Folsgare en de Barbarijse zeerovers
In het kerkarchief van Folsgare komt in het jaar 1751 en 1752 de uitgavenpost “betaald voor twee slaven” voor. Een aantal jaren later in 1769 nog een uitgaven post “betaald aan een slaaff”.
Dit zijn wel heel bijzondere uitgaven voor een kerk en ze roepen de vraag op: “Wat hebben de inwoners van Folsgare met slaven te maken” ?
In de geschiedenisboeken kunnen we lezen dat de Nederlandse zeelui vroeger veel last hadden van zeerovers of, zoals men ze toen noemde, kapers.
Het meest bekend zijn natuurlijk de kapers van Duinkerken. Maar er waren veel meer.

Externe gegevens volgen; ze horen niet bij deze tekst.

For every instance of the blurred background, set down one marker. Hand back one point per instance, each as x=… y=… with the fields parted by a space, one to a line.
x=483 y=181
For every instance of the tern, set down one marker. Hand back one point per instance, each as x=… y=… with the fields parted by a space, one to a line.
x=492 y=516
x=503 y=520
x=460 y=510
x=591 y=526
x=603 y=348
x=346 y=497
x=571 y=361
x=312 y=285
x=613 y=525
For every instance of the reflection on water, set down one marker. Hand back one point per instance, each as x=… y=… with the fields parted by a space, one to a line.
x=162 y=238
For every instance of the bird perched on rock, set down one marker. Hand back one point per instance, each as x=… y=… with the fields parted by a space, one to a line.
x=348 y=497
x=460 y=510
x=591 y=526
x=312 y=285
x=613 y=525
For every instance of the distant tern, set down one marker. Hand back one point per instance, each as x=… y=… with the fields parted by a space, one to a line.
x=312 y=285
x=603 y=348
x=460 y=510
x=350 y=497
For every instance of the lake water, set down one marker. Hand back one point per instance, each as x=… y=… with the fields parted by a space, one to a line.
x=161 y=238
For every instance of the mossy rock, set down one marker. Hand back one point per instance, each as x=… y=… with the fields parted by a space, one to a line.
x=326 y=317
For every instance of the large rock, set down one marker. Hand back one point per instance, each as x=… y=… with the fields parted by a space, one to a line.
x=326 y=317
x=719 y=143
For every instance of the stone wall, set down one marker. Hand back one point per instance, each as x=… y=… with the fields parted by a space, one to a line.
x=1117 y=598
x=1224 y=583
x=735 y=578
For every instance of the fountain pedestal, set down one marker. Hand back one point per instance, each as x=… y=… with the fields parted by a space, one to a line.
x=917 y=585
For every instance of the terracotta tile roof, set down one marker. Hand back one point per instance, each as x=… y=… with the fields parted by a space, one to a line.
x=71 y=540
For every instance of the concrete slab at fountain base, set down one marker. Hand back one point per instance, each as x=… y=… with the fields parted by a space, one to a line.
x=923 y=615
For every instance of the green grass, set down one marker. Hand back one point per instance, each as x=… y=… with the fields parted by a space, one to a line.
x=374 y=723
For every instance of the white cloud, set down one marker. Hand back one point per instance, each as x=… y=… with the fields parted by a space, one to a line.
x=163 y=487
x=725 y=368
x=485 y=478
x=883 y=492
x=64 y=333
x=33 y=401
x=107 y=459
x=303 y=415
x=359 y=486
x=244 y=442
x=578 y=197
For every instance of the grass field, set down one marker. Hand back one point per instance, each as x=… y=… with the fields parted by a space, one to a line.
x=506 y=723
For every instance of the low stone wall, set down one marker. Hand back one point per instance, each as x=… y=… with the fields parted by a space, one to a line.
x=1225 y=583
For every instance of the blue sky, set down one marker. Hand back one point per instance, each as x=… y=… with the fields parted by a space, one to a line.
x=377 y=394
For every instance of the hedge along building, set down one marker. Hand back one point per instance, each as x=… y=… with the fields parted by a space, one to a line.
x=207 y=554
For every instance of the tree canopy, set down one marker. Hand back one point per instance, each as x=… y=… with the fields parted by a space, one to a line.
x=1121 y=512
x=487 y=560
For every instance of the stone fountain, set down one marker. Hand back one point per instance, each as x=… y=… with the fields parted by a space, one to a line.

Tussen de 16e en de 19e eeuw bestaat er een gebied dat Barbarije genoemd wordt. De naam zegt al genoeg. Het land, Barbarije, is het land van de Berbers. Tegenwoordig kennen we dit gebied beter als Marokko, Algerije, Tunesië en Libië. Hoewel Barbarije taalkundig een geheel vormt, heerst er tussen de verschillende stammen verdeeldheid. De invoering van de Islam zorgt tijdelijk voor samenhorigheid. Dit is echter voor korte duur. In deze tijd worden onder andere de havensteden Algiers en Tunis de uitvalsbasis voor de beruchte Barbarijse zeerovers. Dit maakt dat de Middellandse Zee, de Noord Atlantische Oceaan en de Europese kustwateren zeer onveilig worden. De piraten enteren de schepen. Schip en bemanning worden meegenomen naar de thuishavens. De mensen worden vervolgens verkocht op de slavenmarkten.